The second and more efficient option for captioning is using Gemini or ChatGPT. Both models are capable to type all captions for you, even optimized for Z Image Turbo. Just give them the instruction to caption the following pictures optimized for Z Image Turbo and post the pictures into the chat. You want them to output you a .txt for each picture with correct filenames. Read through all of them to make sure their are correct.

The third option is as good as Gemini or ChatGPT, but runs locally. If Gemini or ChatGPT wouldn’t caption your pictures because they are too NSFW, you could use JoyCaptions. For this process I’ll link to this guide from StartHua. I won’t explain ComfyUI in this guide.

After you got all the captions, put them into the same folder as your pictures. Now your dataset is complete.

Set up the Dataset in AI toolkit

To train the actual LoRA we’ll use Ostris AI-Toolkit. You can run it via runpod.io with Ostris template or run it locally. For this process I’ll link to the guide from Ostris himself. I won’t explain the setup here.

After you started the AI-Toolkit, you head over to „Datasets“. Click on „New Dataset“, name it how you want, it doesn’t matter for the training. Then you click on „Add Images“. Now you upload all your pictures and caption files from the dataset.
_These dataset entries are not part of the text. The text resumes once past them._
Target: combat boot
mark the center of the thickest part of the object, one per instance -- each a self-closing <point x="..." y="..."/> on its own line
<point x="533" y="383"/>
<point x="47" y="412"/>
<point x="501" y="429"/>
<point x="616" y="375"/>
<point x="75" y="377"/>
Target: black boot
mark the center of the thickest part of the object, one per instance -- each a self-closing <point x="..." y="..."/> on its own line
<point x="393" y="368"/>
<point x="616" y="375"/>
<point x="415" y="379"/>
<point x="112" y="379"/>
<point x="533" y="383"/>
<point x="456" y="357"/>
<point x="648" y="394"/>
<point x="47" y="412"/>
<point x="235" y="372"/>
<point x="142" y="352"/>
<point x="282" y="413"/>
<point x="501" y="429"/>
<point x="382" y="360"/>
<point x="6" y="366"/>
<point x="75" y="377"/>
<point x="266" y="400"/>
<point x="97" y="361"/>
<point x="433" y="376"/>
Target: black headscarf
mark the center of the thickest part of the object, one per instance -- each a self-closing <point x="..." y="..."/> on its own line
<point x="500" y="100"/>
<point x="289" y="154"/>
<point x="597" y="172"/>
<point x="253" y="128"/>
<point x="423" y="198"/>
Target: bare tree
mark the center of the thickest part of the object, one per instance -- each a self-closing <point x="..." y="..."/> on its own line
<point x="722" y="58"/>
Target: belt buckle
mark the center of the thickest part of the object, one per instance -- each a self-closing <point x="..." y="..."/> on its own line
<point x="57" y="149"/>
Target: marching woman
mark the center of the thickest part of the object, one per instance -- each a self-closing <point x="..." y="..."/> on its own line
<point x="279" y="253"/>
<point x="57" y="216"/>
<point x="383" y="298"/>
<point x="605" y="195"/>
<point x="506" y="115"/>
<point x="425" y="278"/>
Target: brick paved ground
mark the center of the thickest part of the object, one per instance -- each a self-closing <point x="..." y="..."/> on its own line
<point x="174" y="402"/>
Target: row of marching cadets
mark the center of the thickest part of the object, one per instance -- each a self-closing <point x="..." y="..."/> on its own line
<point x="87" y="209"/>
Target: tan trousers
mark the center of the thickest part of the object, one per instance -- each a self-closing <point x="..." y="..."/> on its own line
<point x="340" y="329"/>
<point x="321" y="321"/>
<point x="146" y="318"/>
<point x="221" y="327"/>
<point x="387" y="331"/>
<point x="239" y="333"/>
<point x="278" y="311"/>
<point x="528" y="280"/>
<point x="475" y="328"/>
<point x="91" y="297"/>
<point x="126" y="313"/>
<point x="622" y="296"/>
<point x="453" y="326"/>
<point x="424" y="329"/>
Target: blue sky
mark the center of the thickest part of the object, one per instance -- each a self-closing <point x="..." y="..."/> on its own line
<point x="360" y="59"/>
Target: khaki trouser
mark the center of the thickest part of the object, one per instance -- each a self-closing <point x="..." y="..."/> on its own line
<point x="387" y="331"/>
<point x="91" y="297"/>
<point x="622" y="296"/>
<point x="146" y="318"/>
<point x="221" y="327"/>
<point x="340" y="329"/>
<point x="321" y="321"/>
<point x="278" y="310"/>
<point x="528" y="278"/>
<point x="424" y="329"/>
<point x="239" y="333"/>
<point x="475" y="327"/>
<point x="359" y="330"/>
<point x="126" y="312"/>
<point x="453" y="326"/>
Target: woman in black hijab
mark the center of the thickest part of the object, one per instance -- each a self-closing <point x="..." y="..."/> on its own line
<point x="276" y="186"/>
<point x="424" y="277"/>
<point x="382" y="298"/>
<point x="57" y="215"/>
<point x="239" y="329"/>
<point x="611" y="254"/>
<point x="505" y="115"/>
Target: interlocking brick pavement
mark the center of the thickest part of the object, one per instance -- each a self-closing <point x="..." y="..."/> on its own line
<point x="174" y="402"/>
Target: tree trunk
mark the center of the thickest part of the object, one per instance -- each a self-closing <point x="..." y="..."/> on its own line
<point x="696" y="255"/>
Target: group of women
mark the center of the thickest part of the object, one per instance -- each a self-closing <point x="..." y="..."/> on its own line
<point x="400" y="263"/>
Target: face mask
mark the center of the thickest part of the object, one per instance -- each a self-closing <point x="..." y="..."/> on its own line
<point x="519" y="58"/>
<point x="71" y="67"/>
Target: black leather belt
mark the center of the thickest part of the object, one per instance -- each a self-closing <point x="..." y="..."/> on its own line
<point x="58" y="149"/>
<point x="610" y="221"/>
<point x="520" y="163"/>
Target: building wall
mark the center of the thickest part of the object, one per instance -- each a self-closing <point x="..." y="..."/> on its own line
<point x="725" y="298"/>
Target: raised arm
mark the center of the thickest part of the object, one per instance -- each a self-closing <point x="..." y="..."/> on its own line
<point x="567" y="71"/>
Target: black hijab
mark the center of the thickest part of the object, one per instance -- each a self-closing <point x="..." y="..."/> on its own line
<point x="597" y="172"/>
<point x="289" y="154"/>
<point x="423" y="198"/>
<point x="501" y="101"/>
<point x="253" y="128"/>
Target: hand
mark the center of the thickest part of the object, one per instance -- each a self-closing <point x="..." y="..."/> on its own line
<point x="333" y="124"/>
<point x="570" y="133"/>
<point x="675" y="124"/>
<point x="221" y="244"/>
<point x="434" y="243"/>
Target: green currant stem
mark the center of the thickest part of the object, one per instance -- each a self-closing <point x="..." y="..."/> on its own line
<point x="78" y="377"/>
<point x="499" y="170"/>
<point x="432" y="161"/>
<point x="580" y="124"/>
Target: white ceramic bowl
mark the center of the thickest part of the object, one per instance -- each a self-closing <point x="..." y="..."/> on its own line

Once it is uploaded, AI-Toolkit will assign the captions to the right pictures.

the training job

Now head over to „New Job“. Here you’ll setup the parameters for the training, but don’t worry it’s easy to learn just hard to master.

I’ll walk you through every shard that I think is relevant for now from left to right. The good thing is, most of the settings are already pre-applied, just change the settings I’ll tell you and you should be good to go.

You start in the „Job“ shard. Here you just need to give your LoRA a name. The next shard is „Model“. Click on „Model Architecture“ and choose the „Z-Image Turbo (w/Training Adapter)“. In the „Quantization“ shard you could change the „Transformer“ to „NONE“ or leave it to „float8“. It depends on how much VRAM you have. If you have over 24GB of VRAM you should be good to go with „NONE“. „float8“ would be slower.

Now head over to the „Training“ shard. Change the „Timestep Type“ to „Sigmoid“ and activate „Cache Text Embeddings“. Don’t change anything else here, specially not the „Learning Rate“, increasing it could cause it to crash. After you trained your first model you can try to increase the steps, if you think you need more, but 3000 should be enough.

After this, go the „Dataset“ shard. Here you just select your dataset.

The last step are the sample prompts. If you’re using a trigger word, make sure you include it in your sample prompt, otherwise the samples wouldn’t apply the LoRA properly.

Now you can start your training job.

The training should take about 2 hours on a RTX 5090. After the training is done, go through your samples and decide which model is the best. After all my tries, I found the 3000 steps one the most useful.

And that’s it, now you got a Character LoRA for Z-Image Turbo.

A few words in the end

I hope this guide helped you guys to just easily train a Character LoRA for ZIT without your brain melting. I know that I didn’t explain much about what each setting does, but this wasn’t my intent with this guide. It just should walk you easily through the steps which are needed to train a LoRA.

I’m open for hints or improvements of the guide and as I already said last time: I would love to exchange information and research about this topic.